Jérôme Cahuzac, du déni aux aveux
Si ce mensonge est
devenu un scandale d'État, c'est aussi à
cause de l'attitude de déni de Jérôme Cahuzac.
Le 4 décembre dernier, le site
d'information Mediapart révèle que le
ministre a détenu jusqu'en 2010 un compte caché à l'Union des banques suisses (UBS). Mediapart s'appuie, entre autres, sur un enregistrement
téléphonique. La riposte de Jérôme Cahuzac est immédiate : il ne se contente pas de nier, il dépose plainte pour diffamation. Lorsqu'il est sommé de s'expliquer à
l'Assemblée, devant la représentation nationale, il ne vacille
pas, faisant preuve d'assurance et
d'aplomb.
Le ministre du Budget
fait aussi le tour des studios radio, des
plateaux télé, et à chaque fois il répond
de manière un peu plus affirmative encore. À voir
un ministre à ce point droit dans ses
bottes, dans certaines rédactions, on en venait à se demander si Mediapart ne s'était pas acharné par
erreur ou ne s'était pas fait manipuler
par quelques sources malveillantes.
Changement de cap, et d'avocat
En privé aussi, Jérôme Cahuzac est parvenu à tromper son monde. Quelques
jours avant que le ministre ne démissionne, l'un de ses intimes racontait à France Info à quel point le socialiste était
ébranlé par ces allégations, qu'il avait été jusqu'à s'effondrer en pleurs dans
ses bras. Autre exemple, celui de Me
Gilles August.
L'avocat de Jérôme Cahuzac se
disait persuadé de l'innocence de son client,
jusqu'à mardi dernier où l'ancien
ministre lui a avoué qu'il était
bien détenteur d'un compte à l'étranger.
Ecoeuré, selon son entourage, Gilles
August aurait alors demandé à l'ancien ministre de se trouver un nouvel
avocat.
Jérôme Cahuzac est aussi parvenu à berner sa famille
politique. Après les toutes premières révélations de Mediapart , le
ministre s'est entretenu avec François Hollande et il lui a juré, les yeux dans les yeux, qu'il disait la vérité. Dans un communiqué rédigé mardi, il a demandé pardon à ses anciens collègues du
gouvernement, au chef de l'État et au Premier ministre.
Le temps de la justice
Jérôme Cahuzac a décidé de livrer la vérité aux juges après
quatre mois de dénégations car la vérité
commençait à se faire jour, grâce aux
investigations de la division nationale
des investigations financieres et fiscales
(DNIFF). Les policiers ont demandé le concours de la justice
suisse et ils auraient retrouvé la trace de deux comptes ouverts en Suisse puis d'un compte encore ouvert à Singapour. Un
compte sur lequel se trouveraient
toujours 600.000 euros, selon les révélations du
Canard enchaîné paru ce mercredi.
Pendant des mois Jérôme Cahuzac a-t-il cru
que le montage financier complexe imaginé par ses conseillers fiscaux ne serait
jamais mis au jour ? A-t-il cru que le secret bancaire en Suisse ne pourrait être trahi ? S'est-il
enferré dans des dénégations auxquelles il aurait fini par croire ?

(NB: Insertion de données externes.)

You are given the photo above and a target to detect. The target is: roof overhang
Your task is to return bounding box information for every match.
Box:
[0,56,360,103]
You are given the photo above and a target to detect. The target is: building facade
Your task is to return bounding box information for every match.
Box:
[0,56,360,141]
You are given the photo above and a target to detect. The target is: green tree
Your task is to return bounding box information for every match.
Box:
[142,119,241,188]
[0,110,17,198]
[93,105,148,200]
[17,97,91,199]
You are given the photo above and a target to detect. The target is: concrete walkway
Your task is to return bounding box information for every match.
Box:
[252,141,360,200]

Les faits sont-ils prescrits?
L'ancien ministre sera
prochainement réentendu, plus longuement, par les deux juges d'instruction.

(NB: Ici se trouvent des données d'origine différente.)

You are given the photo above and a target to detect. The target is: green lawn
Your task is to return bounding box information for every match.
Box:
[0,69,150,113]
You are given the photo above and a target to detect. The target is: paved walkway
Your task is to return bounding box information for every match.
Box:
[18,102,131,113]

Sur le plan pénal, il pourrait être
condamné, un jour, pour blanchiment de fraude fiscale (si les faits ne sont pas prescrits car, en la matière, le délai de prescription est de dix ans). Mais
sur le plan moral et politique, les conséquences sont déjà
considérables. L'histoire retiendra qu'un
journal étiqueté à gauche est parvenu à faire tomber le ministre socialiste en
charge de l'évasion fiscale...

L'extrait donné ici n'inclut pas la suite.